Но все же непонятно, что за праздник, о какой встрече речь. А тут сам по себе церковнославянский термин сразу вводит в контекст.
Можно и не добавлять слово «праздник», ясно, что речь идет о чем-то православно-церковном, даже если не знать, чему этот праздник посвящен. Ну, а там уже от человека зависит, захочет ли он поинтересоваться, что это за «Сретение». Во всяком случае, он уже знает, где искать ответ.
Что касается слова «встреча», то оно очень романтизировано. Не настолько, чтобы вздрагивать в ожидании какой-нибудь пошлости (в изначальном смысле этого слова), как это бывает уже со словом «любовь», но все же достаточно, чтобы, услышав его, непроизвольно оказаться в смысловом поле, весьма далеком от мироотрешенного. Может, это у меня такое замусоренное сознание, но мой ассоциативный ряд примитивен до безобразия. Сразу всплывает:
Только раз бывает в жизни встреча
Только раз с судьбою рвется нить…
Или другое из той же копилки:
Первая встреча, последняя встреча…
А то и вовсе непонятно откуда всплывающие слова советско-попсового хита:
Люди встречаются, люди влюбляются, женятся…
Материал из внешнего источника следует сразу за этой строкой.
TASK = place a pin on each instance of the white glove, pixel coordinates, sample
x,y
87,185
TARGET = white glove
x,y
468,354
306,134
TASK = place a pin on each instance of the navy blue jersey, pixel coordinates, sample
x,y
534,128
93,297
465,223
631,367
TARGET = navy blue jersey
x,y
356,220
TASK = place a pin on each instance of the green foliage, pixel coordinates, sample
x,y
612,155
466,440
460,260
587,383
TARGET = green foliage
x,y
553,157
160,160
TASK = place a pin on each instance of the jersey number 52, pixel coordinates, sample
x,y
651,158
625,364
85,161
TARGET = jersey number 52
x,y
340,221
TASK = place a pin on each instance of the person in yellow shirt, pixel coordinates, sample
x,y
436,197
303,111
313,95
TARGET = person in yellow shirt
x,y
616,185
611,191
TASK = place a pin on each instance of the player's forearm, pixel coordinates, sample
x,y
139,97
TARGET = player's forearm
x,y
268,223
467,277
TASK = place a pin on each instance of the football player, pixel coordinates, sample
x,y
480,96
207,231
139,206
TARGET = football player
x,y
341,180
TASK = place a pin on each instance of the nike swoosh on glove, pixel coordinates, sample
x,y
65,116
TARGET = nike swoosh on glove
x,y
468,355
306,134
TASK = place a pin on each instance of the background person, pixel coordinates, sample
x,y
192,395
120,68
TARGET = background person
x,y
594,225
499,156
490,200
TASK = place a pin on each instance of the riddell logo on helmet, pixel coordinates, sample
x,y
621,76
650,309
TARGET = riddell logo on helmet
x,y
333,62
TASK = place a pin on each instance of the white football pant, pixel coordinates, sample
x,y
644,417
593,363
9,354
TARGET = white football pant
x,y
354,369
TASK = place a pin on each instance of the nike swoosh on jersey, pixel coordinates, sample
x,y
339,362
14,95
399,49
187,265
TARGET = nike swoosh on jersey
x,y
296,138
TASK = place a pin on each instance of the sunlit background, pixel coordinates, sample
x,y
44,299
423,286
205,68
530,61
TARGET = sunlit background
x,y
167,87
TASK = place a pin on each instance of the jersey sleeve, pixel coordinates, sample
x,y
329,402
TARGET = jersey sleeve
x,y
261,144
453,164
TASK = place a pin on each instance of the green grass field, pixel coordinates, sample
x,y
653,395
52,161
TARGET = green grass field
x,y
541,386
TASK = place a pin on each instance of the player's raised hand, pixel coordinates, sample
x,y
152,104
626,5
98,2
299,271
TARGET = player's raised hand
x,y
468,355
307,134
Ну, и прочее в том же духе. Подозреваю, что это не со мной одним происходит. Конечно, когда я впервые увидел книгу митрополита Антония Сурожского «О встрече», никаких подобных ассоциаций не возникло, потому что само имя этого человека вводит в христианское смысловое пространство. Сразу понятно, что подразумевается встреча, о которой уместно писать с прописной буквы. А было бы на обложке написано одно лишь название…
Но вот слышу слово «сретение», и никаких посторонних ассоциаций не возникает. Сразу – икона праздника; сразу – целый культурный пласт (как в тумане, масса информации, в которой то одно всплывет в ассоциативном ряду, то другое), сразу – особая атмосфера этого Богородичного праздника.
Желание Бога спасти мир обречено на сопротивление в нас
Да, это не оговорка: Сретение Господне – Богородичный праздник. Мы не будем вдаваться в литургический анализ (при желании можно найти материалы на данную тему, например, труд Ю.И. Рубана «Сретение Господне»), вопрос этот интересный и весьма непростой, но ограничимся лишь его констатацией как факта и сосредоточим внимание на пророчестве святого праведного Симеона Богоприимца, которое он произнес, держа на руках младенца Иисуса: …се, лежит Сей на падение и на восстание многих в Израиле и в предмет пререканий (Лк. 2:34).
На первый взгляд, он сам себе же противоречит, ведь непосредственно перед этим он сказал: видели очи мои спасение Твое, которое Ты уготовал пред лицем всех народов, свет к просвещению язычников и славу народа Твоего Израиля (Лк. 2:30–32). Никакого противоречия. Две стороны одного явления. Святой Симеон сначала сообщает о главной истине, а потом о другой, по контрасту с которой первая лишь ярче сияет, сама же эта оборотная сторона, раскрываемая вслед за главной и в ее контексте, обретает истинный смысл.
Самое важное – знать, понимать и помнить, что Христос пришел в мир, чтобы спасти его. Весь спасти, всех людей, и нет никакой обреченности на погибель ни для кого.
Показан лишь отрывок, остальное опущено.